Reviewed onSaturday December 5 (photo by Ashley Mar)
OK, Manning Bar, let’s set one thing straight – having an 11-hour gig with no passouts is utterly absurd. A lot of people either couldn’t return to, or were completely turned off, an incredible day of live music. Sort your shit out.
Bird’s Robe Collective celebrated its fifth anniversary in style with a mega lineup of its local talent, in what later became known as Mikefest 2015 in honour of BRC founder Mike Solo. In fact, Solo was a point of obsession for all involved, a near-messianic figure who earned numerous song dedications.
First to the plate was Mike Mills, AKA Toehider, performing an acoustic set despite a broken nail. His cuttingly honest lyrics seemed drawn too sharply in the chilled-out setting, but what a voice.
Dream Cities saw Solo take to the drums, and they wowed with jazz-influenced guitar licks and sample-heavy, dreamlike post-rock. Pirates brought the only brass instrument of the day, an amplified saxophone, along with the first evidence of BRC’s love for polyrhythm.
Then suddenly – metal?! Yep, BRC has Mish on its roster, too, so blast beats made an appearance. The mix did them no favours and had them sounding pretty rough. All was forgiven as Captain Kickarse and The Awesomes stepped out and delivered organised chaos in a series of mental jams.

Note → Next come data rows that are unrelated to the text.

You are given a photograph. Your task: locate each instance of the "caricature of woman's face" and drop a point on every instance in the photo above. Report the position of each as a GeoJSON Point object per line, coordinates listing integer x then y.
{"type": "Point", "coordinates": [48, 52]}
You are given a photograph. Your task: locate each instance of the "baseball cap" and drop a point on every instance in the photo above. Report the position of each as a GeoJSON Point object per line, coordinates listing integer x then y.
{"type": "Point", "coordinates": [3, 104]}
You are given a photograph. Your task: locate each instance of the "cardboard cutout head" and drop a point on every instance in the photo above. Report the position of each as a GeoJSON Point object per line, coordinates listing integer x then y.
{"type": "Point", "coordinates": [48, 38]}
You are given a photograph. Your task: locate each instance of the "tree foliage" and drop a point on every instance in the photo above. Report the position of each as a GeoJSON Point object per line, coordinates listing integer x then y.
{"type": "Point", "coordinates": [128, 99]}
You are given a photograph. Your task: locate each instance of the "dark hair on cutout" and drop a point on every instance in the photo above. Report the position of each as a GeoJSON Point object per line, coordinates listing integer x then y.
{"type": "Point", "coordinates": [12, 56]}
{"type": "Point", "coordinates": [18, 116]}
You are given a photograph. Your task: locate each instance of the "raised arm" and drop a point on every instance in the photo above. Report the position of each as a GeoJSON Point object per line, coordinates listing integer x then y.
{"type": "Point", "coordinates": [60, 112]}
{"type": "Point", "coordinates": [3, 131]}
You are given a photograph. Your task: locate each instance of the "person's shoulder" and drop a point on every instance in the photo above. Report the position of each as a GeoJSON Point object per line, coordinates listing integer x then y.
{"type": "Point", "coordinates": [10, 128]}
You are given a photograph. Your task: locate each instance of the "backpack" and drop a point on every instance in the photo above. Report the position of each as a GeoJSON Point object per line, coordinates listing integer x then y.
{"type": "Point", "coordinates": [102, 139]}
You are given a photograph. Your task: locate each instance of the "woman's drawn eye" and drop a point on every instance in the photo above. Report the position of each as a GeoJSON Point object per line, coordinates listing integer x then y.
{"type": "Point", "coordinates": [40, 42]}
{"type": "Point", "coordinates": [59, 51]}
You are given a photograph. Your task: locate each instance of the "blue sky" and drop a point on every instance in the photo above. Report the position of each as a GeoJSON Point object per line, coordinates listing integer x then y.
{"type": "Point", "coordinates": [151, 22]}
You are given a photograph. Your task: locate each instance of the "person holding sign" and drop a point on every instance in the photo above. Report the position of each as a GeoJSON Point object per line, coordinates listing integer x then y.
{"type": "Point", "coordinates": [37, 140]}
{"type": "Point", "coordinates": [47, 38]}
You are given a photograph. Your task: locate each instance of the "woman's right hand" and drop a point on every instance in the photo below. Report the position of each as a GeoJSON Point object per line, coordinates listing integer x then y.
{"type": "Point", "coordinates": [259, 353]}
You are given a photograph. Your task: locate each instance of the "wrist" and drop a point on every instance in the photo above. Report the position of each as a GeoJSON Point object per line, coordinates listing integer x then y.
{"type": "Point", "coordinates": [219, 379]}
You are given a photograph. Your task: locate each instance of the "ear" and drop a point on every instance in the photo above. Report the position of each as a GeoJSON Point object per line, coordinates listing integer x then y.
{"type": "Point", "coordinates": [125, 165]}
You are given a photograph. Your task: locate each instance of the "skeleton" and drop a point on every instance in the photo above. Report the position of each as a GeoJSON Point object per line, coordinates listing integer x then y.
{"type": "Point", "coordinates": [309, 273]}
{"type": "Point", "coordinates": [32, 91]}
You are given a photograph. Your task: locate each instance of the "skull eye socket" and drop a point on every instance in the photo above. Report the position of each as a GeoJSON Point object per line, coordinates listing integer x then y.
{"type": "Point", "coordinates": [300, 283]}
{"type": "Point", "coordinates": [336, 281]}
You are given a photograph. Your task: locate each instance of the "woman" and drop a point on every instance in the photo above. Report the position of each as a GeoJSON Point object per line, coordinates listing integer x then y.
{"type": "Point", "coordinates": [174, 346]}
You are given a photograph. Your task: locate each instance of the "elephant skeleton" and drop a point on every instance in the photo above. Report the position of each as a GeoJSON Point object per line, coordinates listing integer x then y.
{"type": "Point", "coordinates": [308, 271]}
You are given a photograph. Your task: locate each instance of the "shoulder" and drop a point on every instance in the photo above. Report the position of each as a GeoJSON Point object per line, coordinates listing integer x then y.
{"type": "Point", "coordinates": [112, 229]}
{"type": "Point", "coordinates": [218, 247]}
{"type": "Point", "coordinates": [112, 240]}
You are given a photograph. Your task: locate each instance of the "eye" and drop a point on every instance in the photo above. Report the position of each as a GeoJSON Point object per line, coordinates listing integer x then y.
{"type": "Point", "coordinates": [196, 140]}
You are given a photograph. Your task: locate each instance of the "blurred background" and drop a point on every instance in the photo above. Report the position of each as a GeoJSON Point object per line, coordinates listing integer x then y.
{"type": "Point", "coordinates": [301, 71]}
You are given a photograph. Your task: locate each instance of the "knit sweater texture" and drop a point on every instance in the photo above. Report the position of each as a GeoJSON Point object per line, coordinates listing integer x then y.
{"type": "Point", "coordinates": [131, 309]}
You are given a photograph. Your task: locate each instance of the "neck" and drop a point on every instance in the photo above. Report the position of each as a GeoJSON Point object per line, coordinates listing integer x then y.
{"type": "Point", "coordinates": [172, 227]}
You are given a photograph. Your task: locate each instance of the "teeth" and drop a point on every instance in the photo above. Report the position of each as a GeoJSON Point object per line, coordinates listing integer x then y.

Solkyri brought the powerful performance they’re known for, inviting an enormous, swelling energy into the room. Dumbsaint diffused and balanced that energy with Pelican-style post-metal and tightly coordinated video work.
Anubis’ wandering prog left less of an impression, though their three-part harmonies were memorable. The room filled for Meniscus, described by another audience member as ‘sonic death’, which they lived up to by pounding us with a concrete wall of sound.
The floor was packed as Toehider returned with full band in tow (Solo once again gracing the kit) to deliver the most charismatic and potent rock’n’roll performance of the day. Their wild, vibrant rock gave way to the anarchic, carnivalesque metal of Troldhaugen, the dark horses of the set, who surprised with a metalcore cover of Nicki Minaj’s ‘Anaconda’.
A note of sobriety filled the crowd when we realised this would be Sleepmakeswaves guitarist Jonathan ‘Kid’ Khor’s last set with the boys, but it gave way to elation as they slammed through a grand selection of their overwhelming, euphoric instrumental rock, closing (of course) with ‘A Gaze Blank And Pitiless As The Sun’.
Long live prog, and long live Mikefest!